In May, Mr. Ball contacted more than 250 college officials, including academic-integrity leaders in several countries. Only five responded.
“Academics are constantly complaining about the essay-mill problem,” he said in the email. But when presented with a “practical way forward to potentially solve the problem, they don’t engage.”
Last year, Ms. Bertram Gallant, who is director of the academic-integrity office at the University of California at San Diego, organized a dozen international experts to study the growth of contract cheating and how to stop it.
Bill Wechter for The Chronicle
Tricia Bertram Gallant, a former president of the International Center for Academic Integrity, says professors are often surprised that someone else could be doing students’ work. “When I tell them about contract cheating, they’re shocked,” she says.
The group laid out a series of big goals. Chief among them: Mobilize faculty members and students to demand laws making it more difficult for cheating companies to operate. It is creating a tool kit to help professors detect and prevent cheating. And it is organizing an international awareness day to bring more attention to the problem.
But the group can only muster so much fight. “There’s just not enough of us who care,” says Ms. Bertram Gallant. “It’s a very small cadre internationally who really dedicate our lives to working on this issue, and that’s just not enough people.”
College leaders haven’t helped, she says. Many have failed to make the issue a priority. Few colleges have academic-integrity offices, she says, or devote dollars to the problem.
“There is a lot of money to support these companies, but not a lot of money to support our research,” she says. “All the money is going to the illegal part of the industry, and none of it is going to combat the industry.”

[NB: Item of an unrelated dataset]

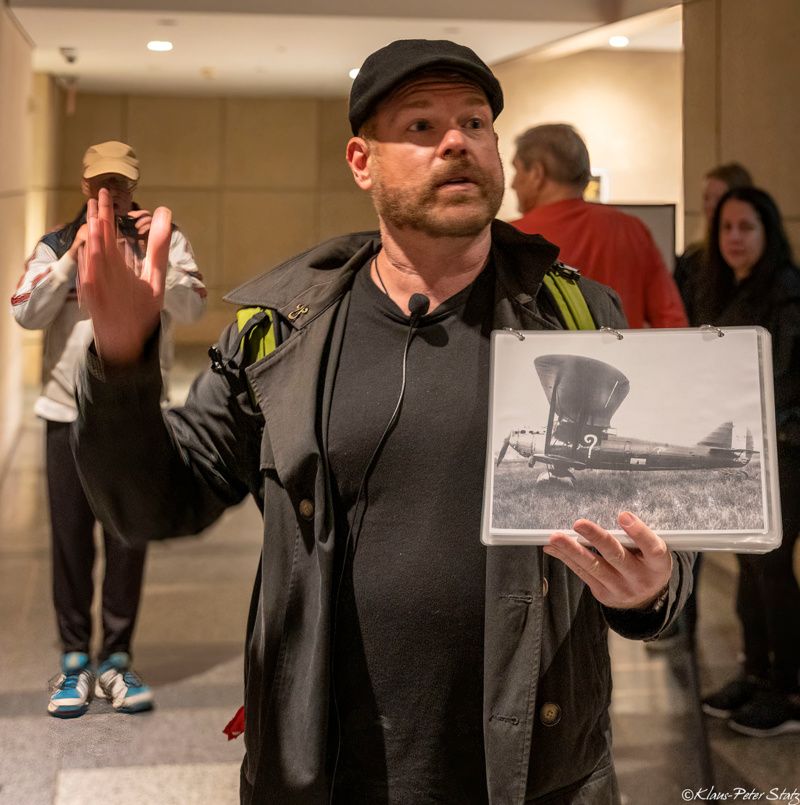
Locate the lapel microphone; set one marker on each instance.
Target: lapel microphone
(418, 306)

Colleges also might need to rethink their approach, says Ms. Bertram Gallant. As online education continues to grow, and cheating companies have more opportunities to infiltrate classes, institutions would do well to enlist people with the skills to ferret out violations, she says. While educators may be equipped to catch plagiarism, they don’t have the tools to track a paid cheater who is assuming someone else’s identity.
Instead, colleges continue to rely on proud traditions to fight the scourge of cheating. This fall, as students return to campus, some colleges will require them to sign an honor code. Others will spell out for them the potential consequences of academic dishonesty.
In October, academic-integrity officials at the University of Oklahoma plan to hold a session to warn new students about paper mills. The tool they’re using to combat cheating? Tea bags. To remind the students of the importance of ethics, the university is encouraging them have a cup of “integri-tea.”
Dan Bauman and Ben Myers contributed reporting to this article.